È un lungo e
variopinto corso di pensieri quello che si scopre in Il bue squartato e altri macelli. La dolce filosofia (Mursia 2012);
nel suo ultimo libro Sossio Giametta è incalzato dalle puntuali domande di
Giuseppe Girgenti a raccontarsi, per autointerpretarsi,
come traduttore e come interprete, come scrittore di racconti e come pensatore,
in un lungo dialogo fitto di dettagli e sempre fecondo di riflessioni.
Se la traduzione
delle opere di Nietzsche (ma non solo, e si pensi a due nomi dal calibro di
Schopenhauer e Spinoza) è stato il grande impegno della vita di Giametta (noto
collaboratore per l’edizione critica Colli-Montinari), è stato questo un
impegno travalicante il dovere della fedele resa del pensiero in altra lingua
di uno degli autori «più ostici, pericolosi e difficili da domare». Mosso dal
«gusto quasi infantile» per la lingua, dal «piacere di rendere bene nella
propria lingua qualcosa che è bello in un’altra lingua», ed anzi proprio in
virtù di questo, Giametta è giunto, grazie ad un incontro così ravvicinato con
l’intera opera nietzschiana, a sbrogliare l’intricatissima matassa Nietzsche,
risolvendo quell’enigma che ancora egli è per molti.
Per quanto
l’irruenza del pensiero nietzschiano abbia fatto pensare a una gigantesca e
spettacolare onda anomala alzatasi sopra il mare dell’umanità (finanche a «6000
piedi sopra il livello del mare», secondo il diretto interessato), l’onda
sempre parte del mare è, e come tale sempre ad esso ritorna con tutto il suo
fragore spumeggiante. Nell’interpretazione di Giametta, Nietzsche non è “a
parte” o “superiore” rispetto l’umanità, ma ne è a tutti gli effetti “parte”

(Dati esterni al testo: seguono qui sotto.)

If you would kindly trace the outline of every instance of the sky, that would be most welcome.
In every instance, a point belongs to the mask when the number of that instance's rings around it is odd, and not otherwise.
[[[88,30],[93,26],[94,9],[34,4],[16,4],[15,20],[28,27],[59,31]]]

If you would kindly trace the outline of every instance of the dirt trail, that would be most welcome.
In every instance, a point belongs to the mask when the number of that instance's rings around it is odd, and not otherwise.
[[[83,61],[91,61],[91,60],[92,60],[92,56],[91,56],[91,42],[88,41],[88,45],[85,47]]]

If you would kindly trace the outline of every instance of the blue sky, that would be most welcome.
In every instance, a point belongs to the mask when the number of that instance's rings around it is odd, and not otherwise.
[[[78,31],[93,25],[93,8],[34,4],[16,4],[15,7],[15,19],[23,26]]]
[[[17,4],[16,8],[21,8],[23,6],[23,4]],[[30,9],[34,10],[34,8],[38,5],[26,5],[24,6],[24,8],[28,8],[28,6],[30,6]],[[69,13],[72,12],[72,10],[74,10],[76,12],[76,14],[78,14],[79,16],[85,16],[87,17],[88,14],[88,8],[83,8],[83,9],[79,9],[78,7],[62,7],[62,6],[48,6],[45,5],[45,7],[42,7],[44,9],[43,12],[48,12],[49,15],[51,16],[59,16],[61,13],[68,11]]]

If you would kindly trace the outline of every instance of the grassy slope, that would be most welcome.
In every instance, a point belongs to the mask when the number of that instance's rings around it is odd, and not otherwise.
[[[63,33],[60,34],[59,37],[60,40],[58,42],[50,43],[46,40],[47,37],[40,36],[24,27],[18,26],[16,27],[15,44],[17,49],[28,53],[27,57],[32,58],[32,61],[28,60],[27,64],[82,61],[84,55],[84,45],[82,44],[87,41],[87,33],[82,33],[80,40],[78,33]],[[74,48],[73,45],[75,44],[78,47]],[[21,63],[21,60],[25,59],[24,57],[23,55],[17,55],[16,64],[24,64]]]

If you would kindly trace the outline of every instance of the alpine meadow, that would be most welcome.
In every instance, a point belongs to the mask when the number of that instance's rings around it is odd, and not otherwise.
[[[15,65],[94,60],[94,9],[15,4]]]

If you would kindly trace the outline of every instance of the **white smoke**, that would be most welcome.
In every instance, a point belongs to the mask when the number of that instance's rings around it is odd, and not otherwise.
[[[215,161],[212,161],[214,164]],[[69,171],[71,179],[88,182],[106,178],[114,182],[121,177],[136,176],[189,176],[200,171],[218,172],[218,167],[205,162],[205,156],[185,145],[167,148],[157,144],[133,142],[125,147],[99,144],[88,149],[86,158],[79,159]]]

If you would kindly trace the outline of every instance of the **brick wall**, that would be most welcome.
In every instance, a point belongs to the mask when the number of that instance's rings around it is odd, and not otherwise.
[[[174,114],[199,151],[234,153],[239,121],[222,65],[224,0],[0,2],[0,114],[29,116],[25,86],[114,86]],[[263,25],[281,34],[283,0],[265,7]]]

quale suo organo e strumento, con buona pace della fitta schiera di “nietzschiologi”
(loro sì, indomabili e indisciplinati fino allo scadere in casi estremi
nell’assurdità e comicità) sempre pronti al saccheggio dell’arsenale ben
fornito dei suoi scritti (per riprendere un’immagine di Mazzino Montinari che
Giametta riferisce), insensibili o peggio colpevolmente indifferenti all’idea
che il tutto dipenda dal senso delle parti.
È per l’appunto
Nietzsche il “bue squartato” del titolo, brutalmente strattonato e conteso tra
innumerevoli interpretazioni attualizzanti e strumentalizzanti, fameliche della
ricchezza del pensiero nietzschiano. In suo soccorso giunge l’interpretazione
storico-critica di Giametta secondo il metodo filologico classico, che ne
restituisce sì, finalmente, un’immagine globale e compiuta, ma che non lo
esonera dallo smettere quelle maschere dietro le quali, suo malgrado, Nietzsche
ha indugiato anche troppo a lungo: «non bisogna inseguire gli autori nei loro
nascondigli, bisogna stanarli e strappar loro le maschere, perché vengano alla
luce del sole e rivelino il loro volto; bisogna portarli dinanzi al tribunale
dell’umanità affinché rendano conto del loro operato in funzione del servizio
loro richiesto dalla storia e dall’umanità».
Così Giametta
racconta di aver scoperto in Nietzsche l’unità e la coerenza sotto la varietà e
le contraddizioni, il poeta e il moralista mal celati sotto le vesti del
filosofo, e soprattutto di aver scovato la storia sotto la filosofia: “perfino”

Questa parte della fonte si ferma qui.